I saw them at the Appollo in 1987 with Anthrax. A few days later, Cliff Burton died. I just don't think they were so good after that.
It was a shame Burton used so much distortion, it often muddied their mix, and made him hard to hear, Newsted's sound fit them like a glove, although he wasn't near as naturally talented as Burton.
Said usually by people who don't listen to their albums in 15 years :p
Nah, they're not half the band they once were. Some of Death Magnetic was very good tbf.
Now that's just hyperbole, he's not THAT bad. He's only called bad because he's not in his 20s pulling out the blast beats enough.
He's bang average, and for some mind-boggling reason, plays arseways, following the guitars. His best skills were always his business mind, and ruthlessness.
 
Unlucky for you, as i saw them the next day at Donington and they were amazing. I've seen them live about 6 times now at various festivals and i think they've been great every time. For me, one the best... and most importantly... consistent live bands iv'e seen.
 
Been with Metallica since the early days.

Played in a Metallica tribute band late 80's early 90's

Still listen to them and when I can be bothered to plug in I find myself playing their stuff.

4 out of 5 folk wanted a refund :boring:

For those of us that have been covered in piss and shit at real festivals - I feel sorry for the kids (and I include mine) that think they are even going to a festival.

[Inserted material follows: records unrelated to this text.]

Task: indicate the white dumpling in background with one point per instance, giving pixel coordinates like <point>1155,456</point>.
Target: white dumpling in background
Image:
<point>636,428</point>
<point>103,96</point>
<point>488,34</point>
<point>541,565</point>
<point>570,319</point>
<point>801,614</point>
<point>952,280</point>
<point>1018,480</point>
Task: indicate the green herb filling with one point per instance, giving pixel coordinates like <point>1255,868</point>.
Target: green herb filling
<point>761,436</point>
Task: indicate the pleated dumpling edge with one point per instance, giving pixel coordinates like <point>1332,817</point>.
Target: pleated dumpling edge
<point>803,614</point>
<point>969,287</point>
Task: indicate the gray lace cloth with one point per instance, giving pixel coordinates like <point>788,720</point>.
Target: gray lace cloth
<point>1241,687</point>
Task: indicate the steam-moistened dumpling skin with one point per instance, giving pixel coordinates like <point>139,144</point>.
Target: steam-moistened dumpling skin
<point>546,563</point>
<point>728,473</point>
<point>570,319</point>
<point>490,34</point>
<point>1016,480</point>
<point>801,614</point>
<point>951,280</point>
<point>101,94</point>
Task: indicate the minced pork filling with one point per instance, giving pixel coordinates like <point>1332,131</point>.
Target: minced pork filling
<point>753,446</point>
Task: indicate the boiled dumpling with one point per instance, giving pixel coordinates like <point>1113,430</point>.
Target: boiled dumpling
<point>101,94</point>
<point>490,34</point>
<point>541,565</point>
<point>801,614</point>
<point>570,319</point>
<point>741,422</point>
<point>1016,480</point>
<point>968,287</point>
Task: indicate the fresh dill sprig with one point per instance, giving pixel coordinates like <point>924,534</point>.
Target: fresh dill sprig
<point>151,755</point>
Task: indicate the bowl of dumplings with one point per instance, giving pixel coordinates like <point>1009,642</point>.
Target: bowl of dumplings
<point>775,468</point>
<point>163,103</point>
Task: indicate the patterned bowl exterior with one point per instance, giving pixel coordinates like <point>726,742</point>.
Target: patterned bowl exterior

Proper gig....(turn it up).........


Quality. What it's about. Said while I was watching Arcade Fire earlier (Admittedly extremely different than Metallica) how there's kids slagging them off that haven't listened to a full album (of anyone's) in their life, yet they criticize these major acts that are headlining one of the biggest festivals there is. Best thing is to ignore them - proper music fans know Metallica will own that place tomorrow night.

Out of interest what did you play in the tribute band? Who's role?